Raccolta dei cellulari usati e guasti: circa 18.000 i telefoni donati

Raccolta dei cellulari usati e guasti: circa 18.000 i telefoni donati
I risultati, dopo tre settimane della campagna di raccolta dei cellulari usati e guasti della Caritas, sono più che soddisfacenti: all’incirca 18.000 telefoni sono stati donati dagli altoatesini. La raccolta si è conclusa a fine marzo nei punti vendita Despar, Euro e Interspar. Nel frattempo i collaboratori della cooperativa Albatros hanno provveduto a ritirare i contenitori per la raccolta dei cellulari usati e guasti in tutta la provincia di Bolzano. I contenitori verranno ora consegnati al Centro per il recupero dei cellulari della Caritas di Vienna che impiega persone socialmente svantaggiate che smisteranno i telefoni guasti da quelli ancora funzionanti. Per ogni cellulare la Caritas riceverà 3 euro che impiegherà per le persone in stato di bisogno dell’Alto Adige. Caritas ringrazia di cuore tutti i donatori e i sostenitori che hanno reso possibile l’iniziativa.

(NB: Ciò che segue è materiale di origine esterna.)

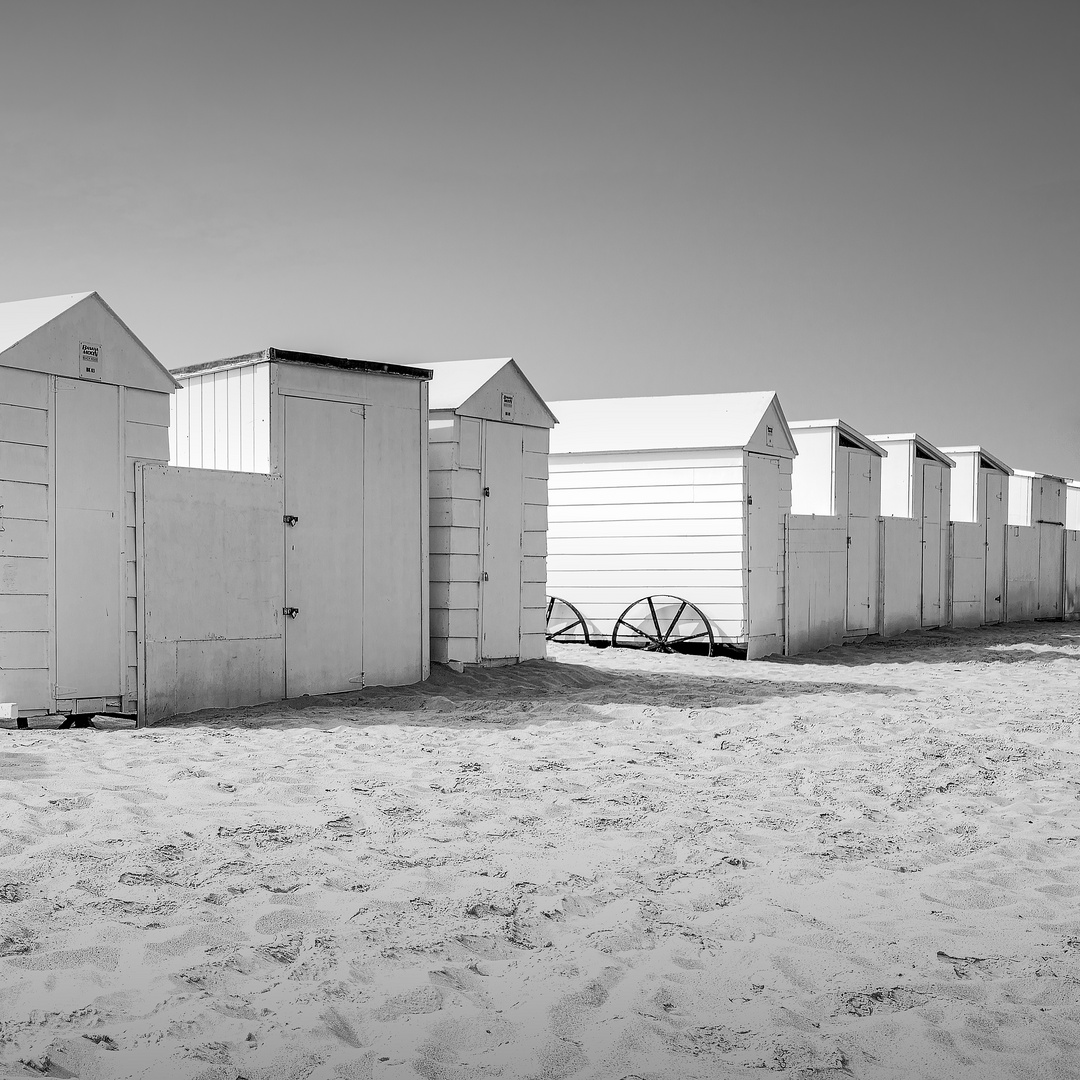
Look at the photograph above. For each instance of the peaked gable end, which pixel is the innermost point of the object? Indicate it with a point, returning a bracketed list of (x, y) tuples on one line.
[(88, 340), (508, 395), (772, 435)]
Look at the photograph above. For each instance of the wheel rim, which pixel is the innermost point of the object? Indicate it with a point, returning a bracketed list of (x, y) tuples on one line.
[(663, 624), (565, 622)]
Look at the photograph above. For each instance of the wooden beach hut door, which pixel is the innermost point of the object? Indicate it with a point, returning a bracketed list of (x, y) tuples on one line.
[(862, 529), (324, 545), (932, 545), (763, 543), (89, 540), (501, 500), (994, 516)]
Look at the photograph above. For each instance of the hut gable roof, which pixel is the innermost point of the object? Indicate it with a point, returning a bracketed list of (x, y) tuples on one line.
[(674, 422), (475, 388), (923, 448), (986, 460), (309, 359), (844, 430), (44, 335)]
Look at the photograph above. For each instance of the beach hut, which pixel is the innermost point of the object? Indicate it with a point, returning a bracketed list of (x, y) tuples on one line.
[(915, 509), (979, 516), (81, 399), (348, 440), (1035, 545), (488, 432), (666, 522), (838, 474), (1072, 550)]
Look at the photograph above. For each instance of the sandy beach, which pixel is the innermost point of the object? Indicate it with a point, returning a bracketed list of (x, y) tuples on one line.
[(606, 865)]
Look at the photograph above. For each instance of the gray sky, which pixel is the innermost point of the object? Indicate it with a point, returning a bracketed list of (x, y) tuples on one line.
[(873, 208)]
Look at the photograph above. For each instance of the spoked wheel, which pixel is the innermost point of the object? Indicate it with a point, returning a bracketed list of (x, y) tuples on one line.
[(663, 624), (565, 622)]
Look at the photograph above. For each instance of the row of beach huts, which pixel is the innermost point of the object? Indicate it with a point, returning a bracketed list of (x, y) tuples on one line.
[(282, 524)]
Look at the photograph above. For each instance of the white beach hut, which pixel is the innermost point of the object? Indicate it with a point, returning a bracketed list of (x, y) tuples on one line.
[(488, 433), (81, 399), (838, 474), (1035, 547), (980, 512), (666, 520), (1072, 550), (915, 508), (342, 523)]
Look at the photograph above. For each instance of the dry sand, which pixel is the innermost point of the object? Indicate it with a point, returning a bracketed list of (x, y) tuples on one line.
[(605, 865)]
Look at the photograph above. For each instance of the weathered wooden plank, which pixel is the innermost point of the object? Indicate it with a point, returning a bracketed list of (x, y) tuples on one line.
[(24, 388), (24, 500), (24, 612), (24, 538), (28, 687), (23, 649), (28, 464), (145, 406), (21, 424), (25, 576), (147, 442)]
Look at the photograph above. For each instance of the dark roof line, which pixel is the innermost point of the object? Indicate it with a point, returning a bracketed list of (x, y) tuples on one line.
[(291, 356)]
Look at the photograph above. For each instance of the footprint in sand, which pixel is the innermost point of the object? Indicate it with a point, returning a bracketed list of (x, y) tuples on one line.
[(423, 999)]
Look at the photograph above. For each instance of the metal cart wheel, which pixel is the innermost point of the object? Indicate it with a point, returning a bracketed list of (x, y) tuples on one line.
[(565, 622), (663, 624)]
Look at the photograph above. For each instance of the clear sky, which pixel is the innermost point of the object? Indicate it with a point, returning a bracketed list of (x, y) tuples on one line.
[(871, 207)]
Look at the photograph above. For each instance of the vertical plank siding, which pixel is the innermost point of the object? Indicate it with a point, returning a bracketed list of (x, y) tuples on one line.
[(26, 566), (221, 420), (620, 524), (456, 558)]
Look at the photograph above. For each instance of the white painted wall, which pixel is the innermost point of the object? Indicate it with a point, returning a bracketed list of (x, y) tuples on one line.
[(234, 418), (36, 547)]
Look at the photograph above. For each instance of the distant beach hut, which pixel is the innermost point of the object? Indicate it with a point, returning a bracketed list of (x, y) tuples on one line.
[(488, 432), (980, 513), (81, 399), (1072, 550), (838, 474), (666, 521), (348, 442), (1035, 545), (915, 509)]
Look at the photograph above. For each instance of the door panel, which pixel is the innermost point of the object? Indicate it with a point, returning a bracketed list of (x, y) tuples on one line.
[(931, 545), (763, 532), (861, 534), (994, 491), (324, 550), (501, 559), (89, 540)]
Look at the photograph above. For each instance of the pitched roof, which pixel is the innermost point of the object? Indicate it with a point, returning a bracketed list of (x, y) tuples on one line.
[(925, 445), (292, 356), (985, 458), (675, 421), (19, 319), (846, 430), (455, 381)]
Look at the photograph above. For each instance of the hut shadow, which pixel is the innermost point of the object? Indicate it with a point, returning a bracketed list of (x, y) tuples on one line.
[(1008, 644), (532, 692)]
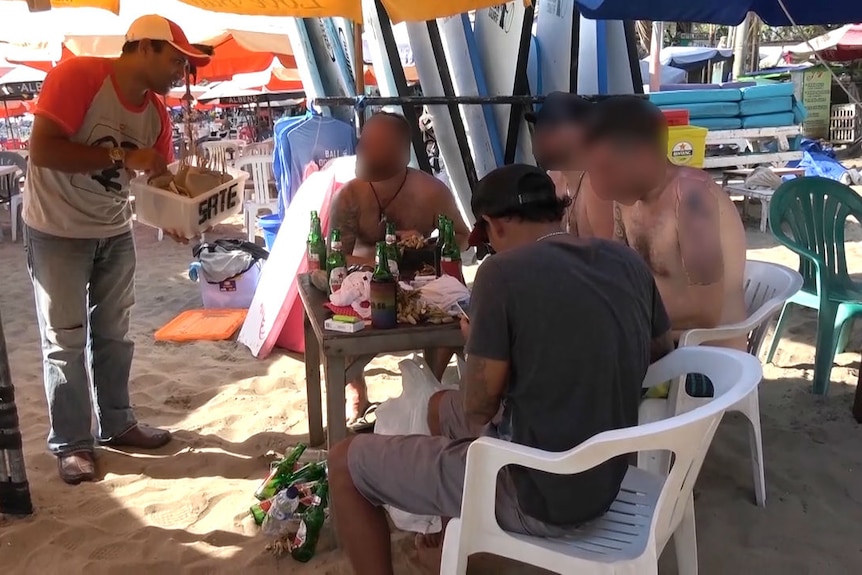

La seconda raccolta di cellulari usati e guasti organizzata dalla Caritas altoatesina ha dato finora risultati molto soddisfacenti. Secondo le prime stime sono stati infatti all’incirca 18.000 i cellulari donati in provincia di Bolzano. “ Il numero esatto però lo sapremo solo quando i cellulari arriveranno nei magazzini del Centro di recupero dei cellulari della Caritas di Vienna”, afferma Matthias Spögler, responsabile del progetto. Negli ultimi dieci giorni, i collaboratori della cooperativa Albatros hanno ritirato tutti i contenitori di cartone nelle filiali Despar, Interspar ed Eurospar dell’Alto Adige e li hanno predisposti per l’invio alla Caritas di Vienna.

I cellulari verranno conteggiati con esattezza solo una volta giunti nel Centro per il recupero dei cellulari usati e guasti della Caritas di Vienna dove sono occupate perlopiù persone socialmente svantaggiate che faticano ad integrarsi nel comune mercato del lavoro. I collaboratori del Centro provvederanno poi a fare una cernita secondo le marche ed i modelli e ne testeranno il funzionamento. Eventuali schede SIM dimenticate nei cellulari verranno rimosse ed i dati personali contenutivi andranno distrutti. I cellulari difettosi verranno riparati e, laddove ciò non fosse possibile, i componenti riutilizzabili (es. le tastiere) saranno utilizzati per produrre oggetti come catene, orecchini e scrigni porta gioielli. Quanto non può più essere riciclato verrà smaltito ecologicamente per mezzo di un processo che permette di recuperare metalli preziosi come oro, platino e rame. Le batterie e gli schermi - potenzialmente dannosi per l’ambiente -verranno smaltiti separatamente.

Il ricavato della raccolta cellulari – 3 euro per ogni esemplare – verrà utilizzato per sostenere persone in stato di bisogno sostenute dai servizi Caritas. “Donando il proprio cellulare si aiuta non solo l’ambiente ma anche chi ha bisogno di una mano”, spiegano Mauro Randi e Heiner Schweigkofler, direttori Caritas.

Un ringraziamento particolare da parte dei Direttori Caritas è rivolto ai collaboratori dei punti vendita Despar che “hanno assicurato un contributo insostituibile e, nelle scorse tre settimane, si sono preoccupati che nei contenitori di cartone ci fosse sempre spazio a sufficienza”, proseguono Randi e Schweigkofler, “addirittura in alcune filiali Despar i cartoni hanno dovuto essere svuotati più volte per far posto ad altri cellulari usati”. L’iniziativa della Caritas è stata possibile grazie al sostegno della ditta Aspiag, dell’Agenzia provinciale per l’Ambiente, del quotidiano Alto Adige, dell’Athesia e del Team del Südtirol Journal. “I nostri partner hanno contribuito in maniera fondamentale alla riuscita della raccolta”, concludono i due Direttori della Caritas altoatesina.